Светлый фон

Визит Никсона закончился так же, как и начался. Накануне его отъезда американский корреспондент, сопровождавший президента, увидел, как одна русская пара подошла к человеку в штатском, сотруднику органов госбезопасности, стоявшему у Боровицких ворот Кремля, и спросила, когда Кремль будет снова открыт для посетителей.

— Не знаю, — резко ответил охранник.

— Мы приехали из Ленинграда, — объяснили они. — Мы хотим так изменить планы своего пребывания в Москве, чтобы у нас осталось время посетить Кремль. Вы можете сказать, когда уезжает американская делегация?

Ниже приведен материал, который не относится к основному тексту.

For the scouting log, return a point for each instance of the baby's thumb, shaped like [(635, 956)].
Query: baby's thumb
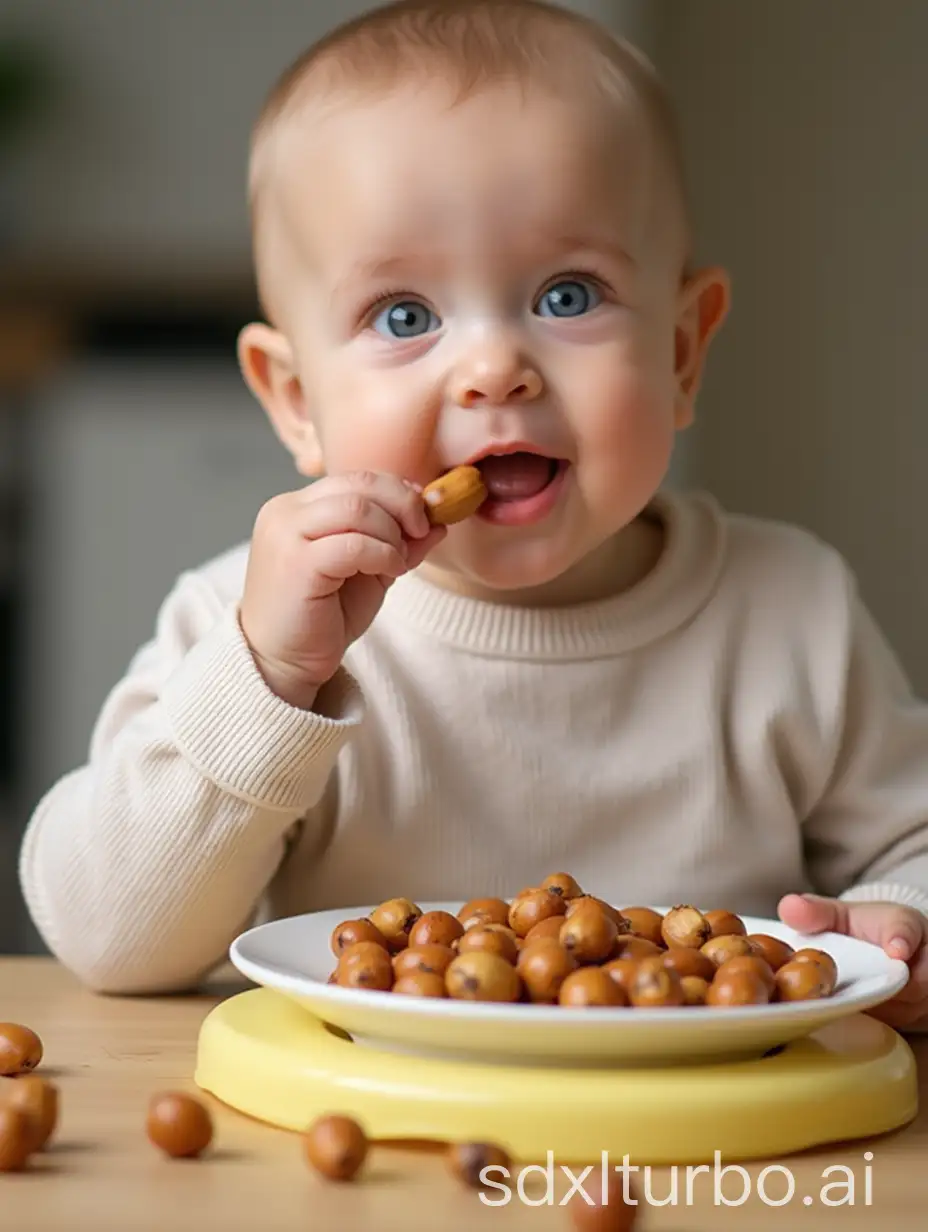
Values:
[(810, 913)]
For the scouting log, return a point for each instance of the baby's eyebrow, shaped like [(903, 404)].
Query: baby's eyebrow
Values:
[(372, 270), (598, 244)]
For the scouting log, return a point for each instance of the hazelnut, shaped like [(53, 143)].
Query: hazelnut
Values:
[(394, 919), (545, 930), (482, 976), (531, 908), (590, 987), (433, 960), (544, 966), (613, 1215), (611, 912), (365, 965), (749, 962), (20, 1049), (335, 1147), (688, 962), (37, 1100), (467, 1161), (630, 946), (823, 960), (562, 883), (435, 928), (720, 949), (621, 971), (179, 1125), (737, 988), (726, 924), (454, 495), (491, 938), (802, 981), (695, 989), (645, 922), (420, 983), (770, 949), (350, 932), (483, 911), (15, 1137), (655, 986), (589, 934), (685, 927)]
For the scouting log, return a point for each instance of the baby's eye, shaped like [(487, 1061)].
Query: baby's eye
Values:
[(406, 318), (572, 297)]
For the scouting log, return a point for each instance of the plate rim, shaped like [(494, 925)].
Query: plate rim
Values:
[(896, 976)]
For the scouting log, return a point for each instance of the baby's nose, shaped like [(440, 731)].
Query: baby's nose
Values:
[(496, 376)]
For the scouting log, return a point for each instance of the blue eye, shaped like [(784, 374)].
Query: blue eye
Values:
[(406, 318), (568, 298)]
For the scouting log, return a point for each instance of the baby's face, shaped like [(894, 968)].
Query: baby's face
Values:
[(487, 280)]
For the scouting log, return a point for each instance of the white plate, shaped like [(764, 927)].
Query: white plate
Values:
[(293, 956)]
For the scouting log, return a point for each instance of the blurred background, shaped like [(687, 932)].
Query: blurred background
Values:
[(130, 447)]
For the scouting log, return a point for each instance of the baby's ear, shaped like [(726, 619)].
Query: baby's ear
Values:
[(703, 306), (269, 367)]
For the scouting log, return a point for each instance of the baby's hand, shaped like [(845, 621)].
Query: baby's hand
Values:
[(901, 932), (321, 563)]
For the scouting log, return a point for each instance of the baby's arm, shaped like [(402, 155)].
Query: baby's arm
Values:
[(142, 866), (866, 838)]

Но в ответ они услышали лишь бесстрастное непреклонное «нет». Американский корреспондент, стоявший неподалеку, подошел к русским и сообщил им то, что было известно всем читателям на Западе, — что Никсон и его свита уезжают на следующий день. «Вероятно, Кремль откроют после их отъезда», — сказал он.

 

Этот маленький, но типичный эпизод говорит о многом. Очень часто, когда советский аппарат ограничивает количество информации, доступной простому гражданину, — будь то карты города, телефонные справочники, рекламные объявления, такие сведения об открытии Кремля, которыми интересовалась ленинградская пара, или какие-либо другие обычные сведения, касающиеся повседневной жизни и воспринимаемые на Западе как нечто само собой разумеющееся — это не имеет сколько-нибудь серьезных политических оснований. Власти поступают так только из чистого садизма или из укоренившегося в них высокомерного, презрительного отношения к «маленькому человеку». «Интурист», например, сообщал по телефону расписание поездов и самолетов, но упорно отказывался ответить, можно ли получить на них билеты. Об этом можно было узнать только лично (и только после настоятельных требований о выдаче разрешений на поездку). Но русские говорили мне, что им приходится терпеть гораздо более грубое обращение на вокзалах, в билетных кассах и магазинах. «Я никогда не справляюсь по телефону, что имеется в продаже, — говорила одна домашняя хозяйка. — Это безнадежно». Единственный выход — идти в магазин и стоять в очереди. Что касается Аэрофлота, то у него, казалось, есть свои неписаные, а может быть, где-то и записанные законы не сообщать об опозданиях в прибытии и вылете самолетов — факт немаловажный, если учесть, что Аэрофлот работает настолько нечетко, что вероятность задержек и опозданий, по-видимому, превышает 50 %. Тем не менее, одетая в синюю форму армия работников аэропортов — будь то начальственные средних лет матроны или молодые полногрудые блондинки — отказывается сообщить что-либо, кроме времени, указанного в расписании. Такая политика замалчивания информации приводит, должно быть, к огромной потере времени в общегосударственном масштабе. Я сам провел почти 17 часов на одном из транзитных пунктов и знал людей, которые в течение 24 или даже 36 часов были прикованы к аэропорту в ожидании самолета. Фактически, в какой-бы город я ни попадал, советские аэропорты кишели замученными, устало пристроившимися где попало людьми, которые ни на минуту не могли отлучиться со своей утомительной вахты, потому что служащие аэропорта отказывались сообщить им предполагаемое время вылета.